Beyond Media Hype: No Time for Peace

My mom and dad liked to remember how, as I lay in my crib in wartime London, I would coo happily to the wailing air raid sirens.  Only babies should be so innocent.

We have come to believe it is not only right but good to send our children to kill, and we revel in the destruction our media presents.

Just this century, we’ve been at war in Afghanistan since 2001, Yemen since 2002, Iraq since 2003, NW Pakistan since 2004, and now against ISIL.

I’m working to understand that part of the world.  I’ll post about Syria later this week then Iraq, the Kurds, ISIL and more.  But meantime, I want to make an overview comment about our appetite for war.

We borrowed almost $1,000bn for our war in Afghanistan and must borrow several hundred billion dollars more for medical and other costs that continue.

Adjusted for inflation, we spent more just on reconstruction in Afghanistan than on the entire Marshall Plan to rebuild western Europe after WW2.

We borrowed close to $2,000bn for our war in Iraq.

We have already paid interest of $260bn on what we borrowed for those wars and our medical spending on veterans from them is already more than $130bn.

The results?  The Taliban are ready to take over again in Afghanistan, we left Iraq in chaos and that war led to the rise of our latest enemy, ISIL.

Why do we keep doing this?  Because it has become our habit.

We no longer question our need for enormous armed forces.  We spend enormously every year to make them ever stronger.

It seems natural to use our force, our weapons manufacturers urge us to do so, and there are always opportunities against alleged threats or when others are killing each other.

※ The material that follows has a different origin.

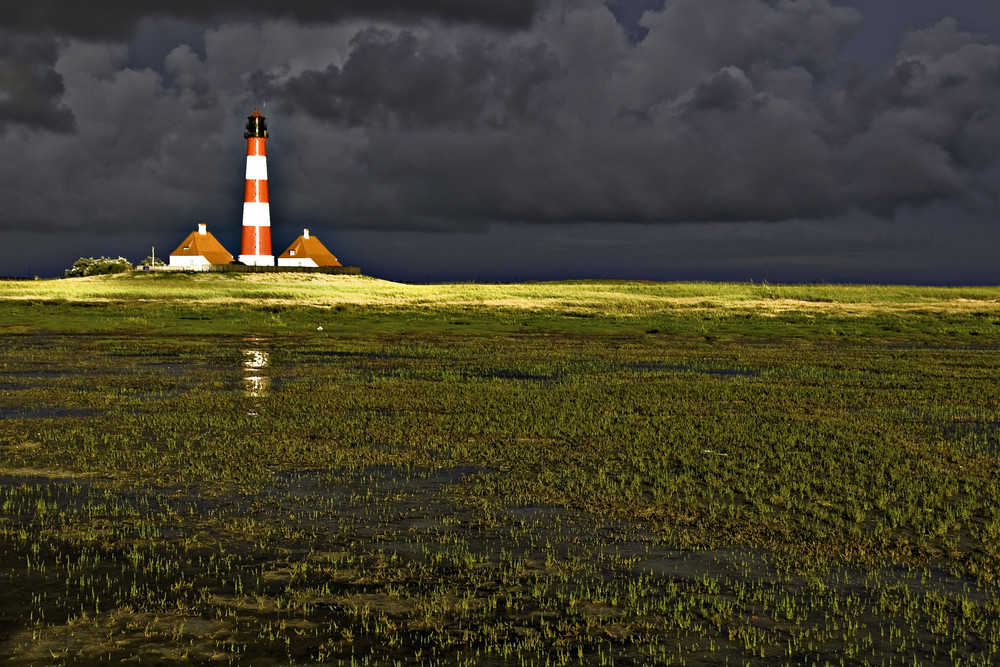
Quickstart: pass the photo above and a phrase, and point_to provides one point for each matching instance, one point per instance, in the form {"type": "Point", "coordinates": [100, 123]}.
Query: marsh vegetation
{"type": "Point", "coordinates": [343, 470]}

President Eisenhower, who knew the agony of sending people to be killed, famously warned us about our “military-industrial complex.”

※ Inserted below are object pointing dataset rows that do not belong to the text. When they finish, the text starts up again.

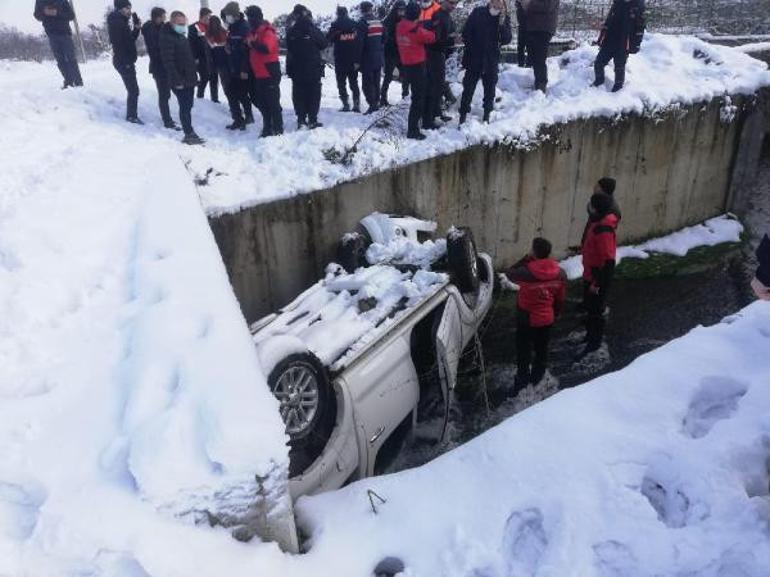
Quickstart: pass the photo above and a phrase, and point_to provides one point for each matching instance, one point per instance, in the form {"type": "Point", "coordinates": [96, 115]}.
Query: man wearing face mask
{"type": "Point", "coordinates": [179, 64]}
{"type": "Point", "coordinates": [486, 30]}
{"type": "Point", "coordinates": [123, 28]}
{"type": "Point", "coordinates": [541, 17]}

Here’s a less well known statement from Secretary of State William Marcy about why we would not sign an 1856 Treaty to ban privately owned ships in war:

The United States consider powerful navies and large standing armies as permanent establishments to be detrimental to national prosperity and dangerous to civil liberty. The expense of keeping them up is burdensome to the people; they are in some degree a menace to peace among nations. A large force ever ready to be devoted to the purposes of war is a temptation to rush into it. The policy of the United States has ever been, and never more than now, adverse to such establishments, and they can never be brought to acquiesce in any change in International Law which may render it necessary for them to maintain a powerful navy or large standing army in time of peace.

Our policy changed.  We now believe we must at all times maintain by far the world’s largest armed forces.  Since 2001, our defense department’s base budget has increased by $1,300bn more than its pre-9/11 forecasts.

Our current policy has brought an end to our “times of peace.”